Harry browses through the library most late afternoons, out of a vague sense of duty to Hermione. Although it doesn't even look as if he's going to get to take his NEWTS if the school closes. He's already near-thrown the OWLS because of Voldemort. Not that sitting yet another meaningless examination will matter in the long run, just as it didn't matter that Malfoy dropped his wine glass looking at Harry during their OWLS. Books won't help him with Horcruxes or Founder artefacts, not even those in the Restricted Section for which he's been given unspoken permission as Madam Pince isn't there to stop him. So he fiddles with and reads around in random spellbooks, aware that what might truly pay off would be another glimpse into Dumbledore's Pensieve.

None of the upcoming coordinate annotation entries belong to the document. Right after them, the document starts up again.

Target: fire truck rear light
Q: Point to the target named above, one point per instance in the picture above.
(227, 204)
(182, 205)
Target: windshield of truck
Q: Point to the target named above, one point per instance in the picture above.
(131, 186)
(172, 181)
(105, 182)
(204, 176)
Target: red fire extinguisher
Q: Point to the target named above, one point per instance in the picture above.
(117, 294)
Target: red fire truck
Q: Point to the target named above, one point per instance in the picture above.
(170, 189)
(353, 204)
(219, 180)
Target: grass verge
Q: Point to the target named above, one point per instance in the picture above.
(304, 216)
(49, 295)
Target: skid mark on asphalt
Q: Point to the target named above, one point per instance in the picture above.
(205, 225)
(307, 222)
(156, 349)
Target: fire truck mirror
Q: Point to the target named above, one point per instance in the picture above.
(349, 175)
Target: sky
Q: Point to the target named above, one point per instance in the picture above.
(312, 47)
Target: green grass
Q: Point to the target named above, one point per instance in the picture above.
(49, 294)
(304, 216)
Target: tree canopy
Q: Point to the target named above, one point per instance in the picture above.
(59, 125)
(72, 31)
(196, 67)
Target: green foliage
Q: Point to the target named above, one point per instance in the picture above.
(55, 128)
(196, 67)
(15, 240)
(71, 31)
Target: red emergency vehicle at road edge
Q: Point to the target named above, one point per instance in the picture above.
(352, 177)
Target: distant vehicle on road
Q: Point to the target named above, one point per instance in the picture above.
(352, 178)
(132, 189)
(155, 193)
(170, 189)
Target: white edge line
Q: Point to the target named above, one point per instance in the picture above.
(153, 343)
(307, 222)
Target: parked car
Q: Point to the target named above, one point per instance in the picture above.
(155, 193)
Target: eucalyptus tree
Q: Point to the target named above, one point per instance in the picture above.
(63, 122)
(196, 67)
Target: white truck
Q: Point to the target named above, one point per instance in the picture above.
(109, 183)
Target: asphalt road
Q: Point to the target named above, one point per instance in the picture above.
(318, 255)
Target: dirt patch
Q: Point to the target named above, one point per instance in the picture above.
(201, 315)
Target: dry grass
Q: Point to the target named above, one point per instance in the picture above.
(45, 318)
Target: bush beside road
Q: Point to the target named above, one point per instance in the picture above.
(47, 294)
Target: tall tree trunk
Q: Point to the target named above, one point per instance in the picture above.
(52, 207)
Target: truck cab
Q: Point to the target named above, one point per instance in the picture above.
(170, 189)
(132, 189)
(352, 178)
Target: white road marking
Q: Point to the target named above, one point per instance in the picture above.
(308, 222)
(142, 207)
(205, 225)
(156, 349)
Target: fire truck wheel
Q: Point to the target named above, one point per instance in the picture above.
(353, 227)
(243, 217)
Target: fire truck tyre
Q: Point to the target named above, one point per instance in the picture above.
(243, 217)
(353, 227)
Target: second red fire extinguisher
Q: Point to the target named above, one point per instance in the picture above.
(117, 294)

And he can't bring himself to look at that - not yet. The pain is still too fresh.

Again, he catches himself passing through the seventh floor corridor on his way back to Gryffindor tower whispering "I need to see what Draco Malfoy is doing" to the walls without even thinking about it. He isn't surprised that the Room of Requirement never shows itself for him.

He takes his dinner alone in the common room as the remaining handful of professors prefer informality over the holidays, and he's politely refused invitations from Professor McGonagall, who he suspects wants to check up on his mental state, and from Slughorn, who seems determined to never again set foot outside the protective walls of Hogwarts. Although Malfoy's breached its defences from the inside, and Dumbledore's death makes sure it'll never be safe again. Dobby keeps popping in with trays laden with sandwiches and pumpkin juice and desserts, scenting his pillows with dried murtlap for ease of mind, while Harry absently stares into the fireplace. He's watched Malfoy holding court at the Slytherin table at almost every meal, almost every day, but has no idea what he likes to eat.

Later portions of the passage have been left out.